Continuous pollution monitoring using Photobacterium phosphoreum
Chun, UH and Simonov, N and Chen, YP and Britz, ML, Continuous pollution monitoring using Photobacterium phosphoreum, Resources, Conservation and Recycling, 18, (1-4) pp. 25-40. ISSN 0921-3449 (1996) [Refereed Article]
Photobacterium phosphoreum is a marine bacterium which is used extensively as a bioluminescent indicator of pollutants, where the presence of toxicants diminishes light output. To evaluate the utility of cell immobilisation in continuous toxicity testing, the sensitivity of P. phosphoreum to five gelling agents was evaluated relative to the retention of bioluminescence in 3% NaCl-glycerol suspensions. Following storage at 4°C, the control cultures retained light output for up to 2 weeks before significant decline; alginate-glycerol suspensions were stable for up to 4 weeks and bioluminescence was detectable for up to 6 weeks. Cells stored in agar were no more stable than the control, whereas cells gelled in agarose and low-melting point agarose showed a significant decline in bioluminescence within 2 weeks of storage. Bioluminescence was totally retained in alginate-glycerol suspensions stored at -80°C for up to 12 weeks. P. phosphoreum was successfully immobilised in strontium alginate and showed a dose-related response to four of the five heavy metal ions, SDS and pentachlorophenol tested when responses were followed over a time-course. A flow-through system for Sr-alginate immobilised cells was developed and conditions for operation were optimised.
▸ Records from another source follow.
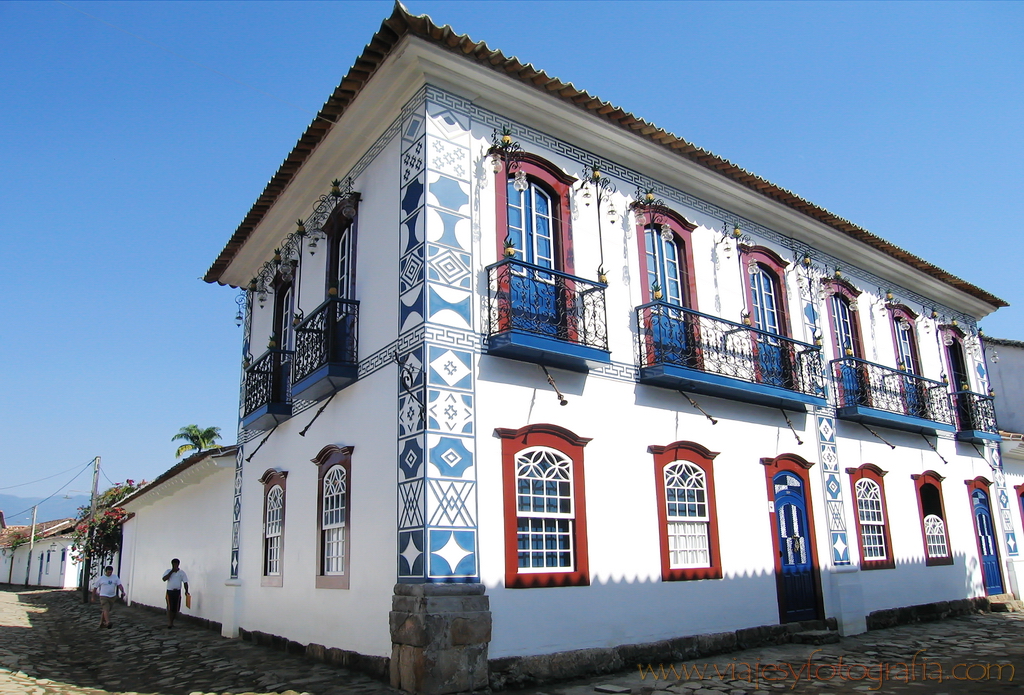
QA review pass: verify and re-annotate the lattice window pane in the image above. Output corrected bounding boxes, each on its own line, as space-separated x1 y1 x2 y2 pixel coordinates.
516 447 575 572
324 526 345 574
322 466 348 528
925 514 949 558
664 461 711 569
264 535 281 575
854 478 887 560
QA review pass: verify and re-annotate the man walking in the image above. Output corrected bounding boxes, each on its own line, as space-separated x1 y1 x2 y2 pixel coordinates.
92 565 125 628
164 558 188 629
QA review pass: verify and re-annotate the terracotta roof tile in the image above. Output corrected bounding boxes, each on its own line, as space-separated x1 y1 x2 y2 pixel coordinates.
204 1 1009 307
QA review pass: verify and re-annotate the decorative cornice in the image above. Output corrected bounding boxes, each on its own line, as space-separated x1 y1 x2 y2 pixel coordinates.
204 1 1009 307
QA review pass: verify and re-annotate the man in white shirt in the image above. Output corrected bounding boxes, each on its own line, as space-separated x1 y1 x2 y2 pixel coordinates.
164 558 188 629
92 566 125 628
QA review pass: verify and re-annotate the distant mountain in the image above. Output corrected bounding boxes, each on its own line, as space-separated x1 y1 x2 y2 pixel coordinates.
0 494 89 526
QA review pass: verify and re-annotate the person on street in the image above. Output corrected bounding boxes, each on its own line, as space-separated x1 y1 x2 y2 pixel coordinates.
92 565 125 628
164 558 188 629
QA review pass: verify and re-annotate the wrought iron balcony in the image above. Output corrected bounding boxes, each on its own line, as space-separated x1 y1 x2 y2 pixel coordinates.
292 298 359 400
831 357 954 434
636 302 826 409
242 348 292 430
487 258 608 372
951 391 1002 444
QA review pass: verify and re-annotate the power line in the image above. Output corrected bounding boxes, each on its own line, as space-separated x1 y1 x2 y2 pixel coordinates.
54 0 334 124
5 459 95 519
0 460 92 490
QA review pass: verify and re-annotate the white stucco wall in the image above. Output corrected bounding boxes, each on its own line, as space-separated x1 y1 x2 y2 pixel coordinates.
216 38 1007 658
121 468 233 622
0 536 79 589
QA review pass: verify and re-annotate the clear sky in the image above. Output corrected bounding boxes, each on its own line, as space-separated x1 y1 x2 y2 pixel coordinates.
0 0 1024 505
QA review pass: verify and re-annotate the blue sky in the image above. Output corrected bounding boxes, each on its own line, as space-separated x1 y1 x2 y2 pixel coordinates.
0 0 1024 513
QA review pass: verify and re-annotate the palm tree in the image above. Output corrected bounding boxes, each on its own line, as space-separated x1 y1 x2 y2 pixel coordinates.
171 425 220 458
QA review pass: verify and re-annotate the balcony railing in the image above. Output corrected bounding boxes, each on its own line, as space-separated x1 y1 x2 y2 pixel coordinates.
242 348 292 429
636 302 825 406
951 391 1000 443
292 298 359 400
831 357 953 431
487 258 608 370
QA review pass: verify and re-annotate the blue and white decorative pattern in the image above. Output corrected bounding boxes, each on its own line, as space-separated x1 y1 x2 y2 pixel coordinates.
426 85 977 329
814 412 850 565
228 446 245 579
398 96 480 582
985 444 1020 557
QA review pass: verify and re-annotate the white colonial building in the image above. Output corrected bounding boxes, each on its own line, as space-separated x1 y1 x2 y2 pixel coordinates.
119 4 1021 692
0 514 81 589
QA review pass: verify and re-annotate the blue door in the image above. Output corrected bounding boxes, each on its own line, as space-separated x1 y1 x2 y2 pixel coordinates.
772 472 819 622
971 490 1002 596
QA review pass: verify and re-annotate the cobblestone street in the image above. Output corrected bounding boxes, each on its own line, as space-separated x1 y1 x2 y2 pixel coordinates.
0 590 397 695
0 590 1024 695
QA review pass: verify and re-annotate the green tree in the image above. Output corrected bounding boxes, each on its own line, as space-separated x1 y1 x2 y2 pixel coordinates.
171 425 220 458
72 480 145 565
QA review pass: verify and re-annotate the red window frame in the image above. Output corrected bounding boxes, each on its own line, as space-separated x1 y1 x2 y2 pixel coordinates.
889 304 921 375
824 279 864 359
635 207 699 311
495 153 577 275
259 468 288 587
761 453 824 619
495 424 590 589
846 464 896 569
324 198 361 299
910 471 953 567
311 444 354 589
647 441 722 581
1014 483 1024 536
739 244 793 337
964 475 1006 577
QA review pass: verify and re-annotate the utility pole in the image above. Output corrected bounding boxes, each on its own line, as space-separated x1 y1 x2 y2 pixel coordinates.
82 457 99 603
23 505 39 587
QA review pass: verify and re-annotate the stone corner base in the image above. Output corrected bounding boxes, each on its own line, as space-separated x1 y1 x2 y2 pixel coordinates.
389 583 490 695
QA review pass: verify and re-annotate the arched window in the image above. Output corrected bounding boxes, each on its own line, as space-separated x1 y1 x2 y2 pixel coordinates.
312 444 353 589
825 279 864 359
739 245 790 336
495 425 590 588
496 153 575 273
263 485 285 575
846 464 896 569
925 514 949 558
260 468 288 587
889 305 921 375
647 441 722 581
751 266 781 334
325 199 358 299
637 207 696 309
322 466 348 574
910 471 953 566
507 179 555 268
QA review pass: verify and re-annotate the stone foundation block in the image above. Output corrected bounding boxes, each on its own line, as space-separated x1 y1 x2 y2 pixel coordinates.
388 583 490 695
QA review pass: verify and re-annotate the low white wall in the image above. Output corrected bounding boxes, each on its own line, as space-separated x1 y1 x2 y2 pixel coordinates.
121 469 233 622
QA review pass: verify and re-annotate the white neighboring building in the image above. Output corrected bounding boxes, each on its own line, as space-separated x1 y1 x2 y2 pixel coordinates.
120 446 236 622
0 519 80 589
126 4 1007 693
984 336 1024 597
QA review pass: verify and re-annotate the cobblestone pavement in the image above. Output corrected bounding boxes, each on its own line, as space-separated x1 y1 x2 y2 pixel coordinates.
0 590 1024 695
516 613 1024 695
0 590 398 695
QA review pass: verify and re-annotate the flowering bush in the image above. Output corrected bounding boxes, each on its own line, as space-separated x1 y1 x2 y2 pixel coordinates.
73 479 145 560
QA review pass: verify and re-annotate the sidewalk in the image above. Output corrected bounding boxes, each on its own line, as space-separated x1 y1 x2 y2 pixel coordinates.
0 587 397 695
0 588 1024 695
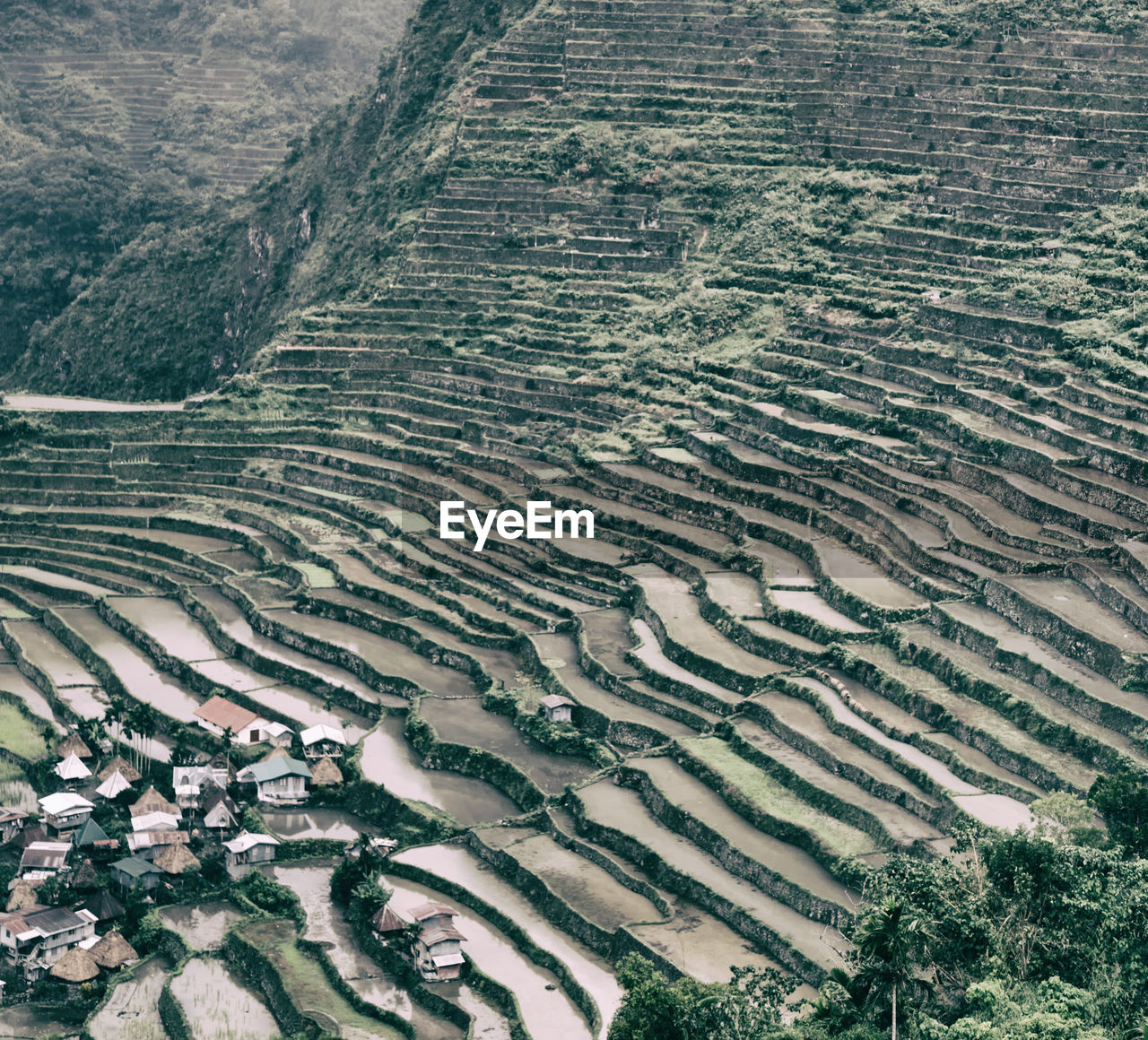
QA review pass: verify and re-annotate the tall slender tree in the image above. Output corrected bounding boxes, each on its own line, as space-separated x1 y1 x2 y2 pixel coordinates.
853 897 931 1040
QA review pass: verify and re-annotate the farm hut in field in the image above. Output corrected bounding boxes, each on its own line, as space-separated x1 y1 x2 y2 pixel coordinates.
204 789 239 834
299 724 347 758
538 693 574 722
48 946 100 986
193 697 269 744
0 806 28 845
370 904 411 937
311 757 344 787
When cells were exposed to a pulse of 4-nitrophenol or salicylate then the nutrient feed continued, bioluminescence declined in response (pulse of 4-6 min) to these pollutants then recovered to a new stable rate of decline which was faster than the pre-exposure rate. These results demonstrate the potential of using immobilised P. phosphoreum in a continuous flow-through system for real-time environmental monitoring of water quality.